Les sociétés de journalistes dans la presse écrite

En se limitant au secteur de la presse écrite, l’étude propose une synthèse comparant les législations relatives aux sociétés de journalistes en Europe ainsi que des monographies par pays (Allemagne, Angleterre, Autriche, Belgique, Espagne, Italie, Pays-Bas, Portugal, Suède et Suisse).

En France, les sociétés de journalistes (SDJ) sont apparues après la fin de la Seconde Guerre mondiale.
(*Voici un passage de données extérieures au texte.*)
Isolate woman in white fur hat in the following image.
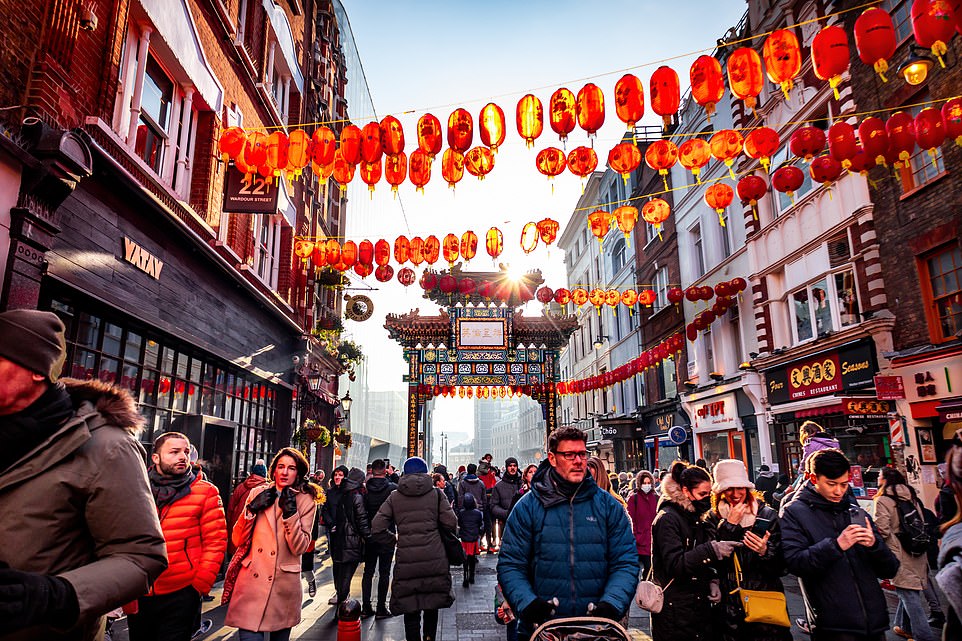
[708,459,792,641]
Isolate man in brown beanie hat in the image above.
[0,310,167,641]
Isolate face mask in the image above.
[691,496,711,514]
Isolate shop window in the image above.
[919,241,962,343]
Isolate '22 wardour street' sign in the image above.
[765,341,878,405]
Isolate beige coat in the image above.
[0,379,167,641]
[224,483,317,632]
[875,485,929,590]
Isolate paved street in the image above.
[114,555,912,641]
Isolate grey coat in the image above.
[371,474,458,614]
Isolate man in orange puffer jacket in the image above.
[128,432,227,641]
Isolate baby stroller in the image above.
[531,617,634,641]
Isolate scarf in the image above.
[0,383,74,472]
[147,465,197,510]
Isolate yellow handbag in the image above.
[732,553,792,628]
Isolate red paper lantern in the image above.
[374,238,391,265]
[858,116,889,165]
[648,65,681,129]
[645,139,678,190]
[514,93,544,149]
[441,234,460,267]
[912,0,956,69]
[689,55,725,120]
[745,127,781,172]
[588,209,611,243]
[535,287,554,305]
[615,73,645,131]
[808,154,844,187]
[705,183,735,227]
[678,138,711,184]
[441,147,464,189]
[374,265,392,283]
[915,107,945,164]
[548,87,578,142]
[411,114,443,159]
[942,96,962,147]
[788,127,825,162]
[762,29,802,100]
[384,151,408,197]
[772,165,805,204]
[521,223,538,254]
[424,234,441,265]
[361,122,384,163]
[394,236,411,265]
[461,230,478,260]
[484,227,504,259]
[708,129,745,180]
[217,127,247,162]
[311,127,343,167]
[360,160,381,194]
[464,147,503,180]
[641,198,671,235]
[535,147,567,180]
[727,47,765,111]
[855,7,898,80]
[828,120,858,169]
[568,146,598,178]
[380,116,404,156]
[409,236,424,267]
[445,107,474,152]
[575,82,605,136]
[812,25,851,100]
[538,218,561,245]
[611,205,638,242]
[410,149,431,193]
[885,111,915,163]
[478,102,505,152]
[608,142,641,184]
[397,267,415,287]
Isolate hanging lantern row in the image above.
[220,0,962,191]
[415,383,556,399]
[555,332,685,396]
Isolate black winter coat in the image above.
[781,482,899,636]
[491,474,521,521]
[372,474,458,614]
[331,477,371,563]
[651,477,719,641]
[708,504,792,641]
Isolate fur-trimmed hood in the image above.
[60,378,147,437]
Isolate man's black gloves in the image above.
[247,487,277,514]
[281,487,297,519]
[0,568,80,633]
[521,599,555,625]
[588,601,621,621]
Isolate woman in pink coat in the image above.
[224,447,317,641]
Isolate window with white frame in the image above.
[254,214,282,290]
[688,223,705,278]
[789,269,861,343]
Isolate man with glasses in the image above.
[498,427,638,640]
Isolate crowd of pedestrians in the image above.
[0,304,962,641]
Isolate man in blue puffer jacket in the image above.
[498,427,638,639]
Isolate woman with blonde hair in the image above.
[223,447,317,641]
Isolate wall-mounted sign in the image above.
[224,165,280,214]
[124,236,164,280]
[765,341,878,405]
[692,394,738,431]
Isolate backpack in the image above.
[895,499,932,556]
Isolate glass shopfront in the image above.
[46,292,279,481]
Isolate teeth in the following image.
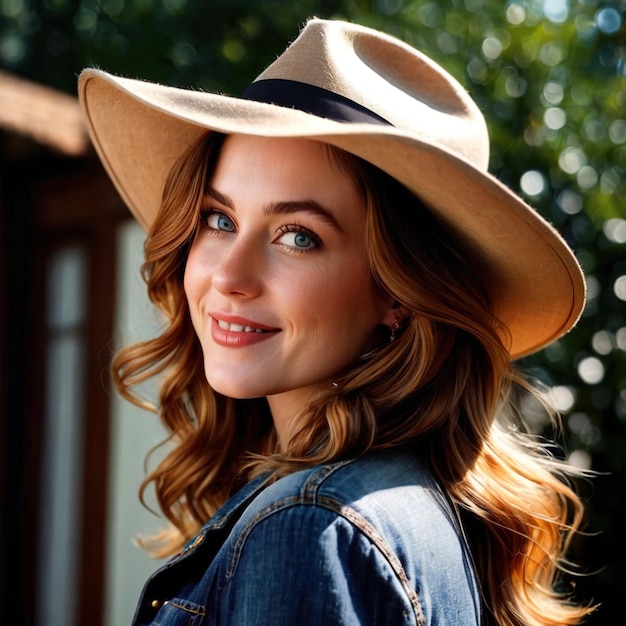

Créées à la Libération, dans un journal après l’autre, elles se sont multipliées dans les années 1950 et 1960 afin de résoudre les conflits potentiels ou réels entre la rédaction d’un journal et son éditeur ou son propriétaire. Constituées au cas par cas pour défendre l’indépendance des rédactions, les SDJ ne bénéficient toujours pas d’un régime général qui leur soit applicable. De même, aucune disposition ne prévoit leur création obligatoire au sein des entreprises de presse, toutes catégories confondues. En conséquence, l’appellation « société de journalistes » ou encore « société de rédacteurs » renvoie à des entités juridiques aussi diverses telles que des sociétés civiles à capital variable, des sociétés en nom collectif ou encore des associations selon la loi de 1901.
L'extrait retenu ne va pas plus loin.